Barbara Rose, who also contributed to the catalogue Cross-Section, a recent survey of Moses’ work at the University of California, Irvine, regularly speaks to Ed’s seemingly inborn ability to gracefully stick the aesthetic landing between chaos and structure. Moses, on the other hand, says he prefers the word circumstance. He’ll also use the word situation, claiming that one situation inevitably, “leads to another, leads to another, leads to another.”
“The only goal is that I have no goal,” says Moses, before using “situation” in a different context, mostly in response to the prevailing notion that he’s become a cherished paternal figure in the Los Angeles art scene. “The situation is that people have an attitude that I’m somebody and I sort of like that idea; that I’m somebody. I don’t know who that body is, but I know that he’s a painter and that he explores.”
As the primary resident expert of Moses’ work, Rose has the right and the confidence to site Jackson Pollock as a kindred painter, if not spirit, primarily due to the artists’ shared interest in the “preservation of spontaneity” as well as their looming approach to the splayed out canvas. A comparison to Pollock, which must include his immense shadow, has the potential to intimidate or frustrate many Ab Ex practitioners, though it’s clear to anyone with a decent eye that a painter can have a strong, unique voice within this particular school, it’s just that most artists don’t. “I have no problem with the attitude that Pollock had, because it leads to painting,” says Moses. “I couldn’t do ‘em the way he did ‘em. So I do ‘em the way I do ‘em, which is spasmodically and formally.”

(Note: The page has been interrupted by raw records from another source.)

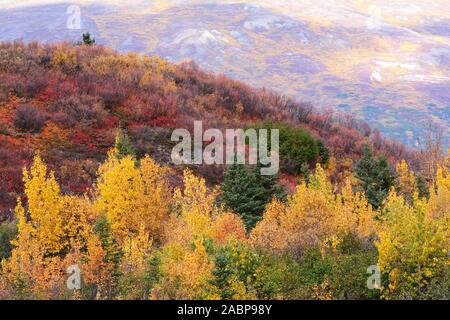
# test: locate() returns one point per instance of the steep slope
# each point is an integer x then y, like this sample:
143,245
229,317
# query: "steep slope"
385,63
68,103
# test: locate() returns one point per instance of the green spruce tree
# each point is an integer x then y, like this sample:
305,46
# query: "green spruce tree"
375,177
123,146
246,192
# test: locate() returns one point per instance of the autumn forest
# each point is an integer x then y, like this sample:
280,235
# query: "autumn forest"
86,180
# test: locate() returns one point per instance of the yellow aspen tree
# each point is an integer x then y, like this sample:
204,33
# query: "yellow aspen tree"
195,212
356,214
413,248
406,180
44,206
227,226
95,269
186,274
308,219
28,274
270,233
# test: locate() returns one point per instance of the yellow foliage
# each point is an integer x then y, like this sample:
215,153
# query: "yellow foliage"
313,216
132,196
186,274
195,212
414,240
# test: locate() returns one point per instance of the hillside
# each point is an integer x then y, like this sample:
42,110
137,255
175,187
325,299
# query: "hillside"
68,102
385,63
89,193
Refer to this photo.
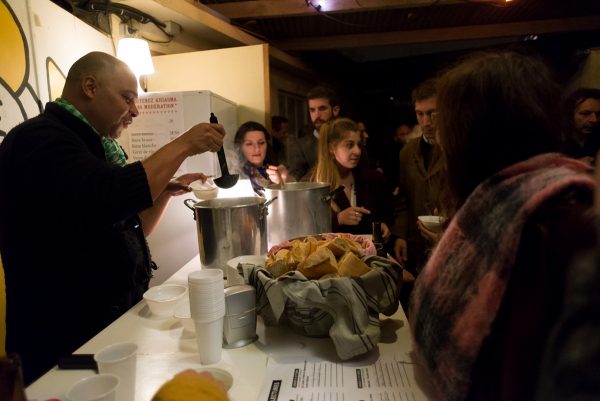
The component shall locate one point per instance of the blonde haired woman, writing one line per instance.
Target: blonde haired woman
(366, 197)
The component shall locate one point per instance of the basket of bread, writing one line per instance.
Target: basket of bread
(330, 284)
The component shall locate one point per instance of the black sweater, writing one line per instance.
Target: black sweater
(71, 240)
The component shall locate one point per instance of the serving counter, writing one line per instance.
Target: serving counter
(165, 349)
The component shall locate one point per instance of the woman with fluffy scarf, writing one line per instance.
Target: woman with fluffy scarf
(490, 294)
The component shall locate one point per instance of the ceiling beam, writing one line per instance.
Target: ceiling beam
(441, 34)
(293, 8)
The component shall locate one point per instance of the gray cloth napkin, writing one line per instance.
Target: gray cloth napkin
(346, 309)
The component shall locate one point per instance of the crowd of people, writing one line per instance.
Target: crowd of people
(497, 307)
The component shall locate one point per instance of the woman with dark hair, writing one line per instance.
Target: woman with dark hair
(490, 293)
(366, 197)
(251, 145)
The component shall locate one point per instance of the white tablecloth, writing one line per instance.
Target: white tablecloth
(164, 349)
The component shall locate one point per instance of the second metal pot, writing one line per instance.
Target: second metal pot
(228, 228)
(301, 208)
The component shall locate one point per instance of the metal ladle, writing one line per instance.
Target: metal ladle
(226, 180)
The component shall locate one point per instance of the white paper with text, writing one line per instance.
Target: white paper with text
(390, 378)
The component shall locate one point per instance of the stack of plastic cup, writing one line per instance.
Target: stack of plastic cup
(207, 308)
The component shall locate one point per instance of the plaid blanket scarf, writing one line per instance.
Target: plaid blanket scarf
(457, 295)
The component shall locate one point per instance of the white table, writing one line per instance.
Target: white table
(164, 349)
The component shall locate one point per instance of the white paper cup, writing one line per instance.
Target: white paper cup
(209, 337)
(207, 295)
(120, 360)
(102, 387)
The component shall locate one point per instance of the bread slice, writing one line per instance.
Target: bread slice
(351, 266)
(319, 263)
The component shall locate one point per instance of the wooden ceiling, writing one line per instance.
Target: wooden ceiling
(372, 30)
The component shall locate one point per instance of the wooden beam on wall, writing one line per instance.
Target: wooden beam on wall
(288, 8)
(441, 34)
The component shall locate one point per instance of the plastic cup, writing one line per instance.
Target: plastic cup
(102, 387)
(120, 360)
(207, 295)
(209, 337)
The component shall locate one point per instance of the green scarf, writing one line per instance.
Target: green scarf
(112, 150)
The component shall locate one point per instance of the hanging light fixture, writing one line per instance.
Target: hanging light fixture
(135, 52)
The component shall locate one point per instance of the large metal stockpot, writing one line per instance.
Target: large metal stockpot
(300, 209)
(229, 227)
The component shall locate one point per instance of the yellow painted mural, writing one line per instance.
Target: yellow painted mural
(18, 99)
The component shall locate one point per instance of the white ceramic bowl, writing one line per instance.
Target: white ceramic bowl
(252, 259)
(204, 190)
(182, 313)
(162, 299)
(220, 375)
(432, 223)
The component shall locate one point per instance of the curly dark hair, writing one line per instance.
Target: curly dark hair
(495, 109)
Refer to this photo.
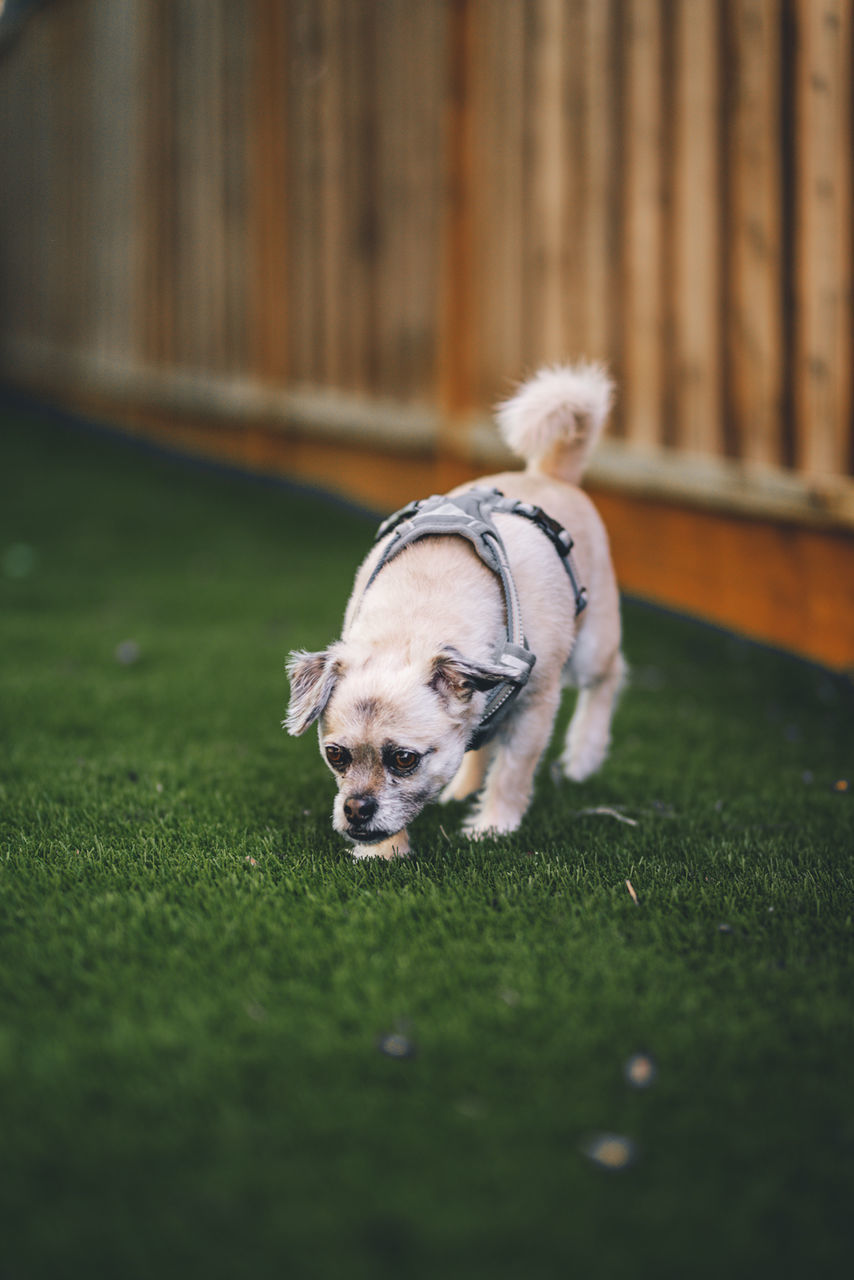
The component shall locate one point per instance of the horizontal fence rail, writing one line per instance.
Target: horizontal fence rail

One could trace Moses’ “spazzy formalism” all the way back to Long Beach City College, when the 22 year-old former scrub assistant and surgical technician in the Navy Medical Corps abandoned his med-school aspirations for a go at painting. Pedro Miller, his then professor, an Art Institute of Chicago graduate, famously declared the young, laid back, somewhat defiant Moses “a real painter” when he casually finger painted his first in-class still life assignment. “I had no ability,” admits Moses. “I wanted to be immediate. To this day I carry that immediacy as far as I can carry it.” WM
Kurt McVey is a writer based in New York City.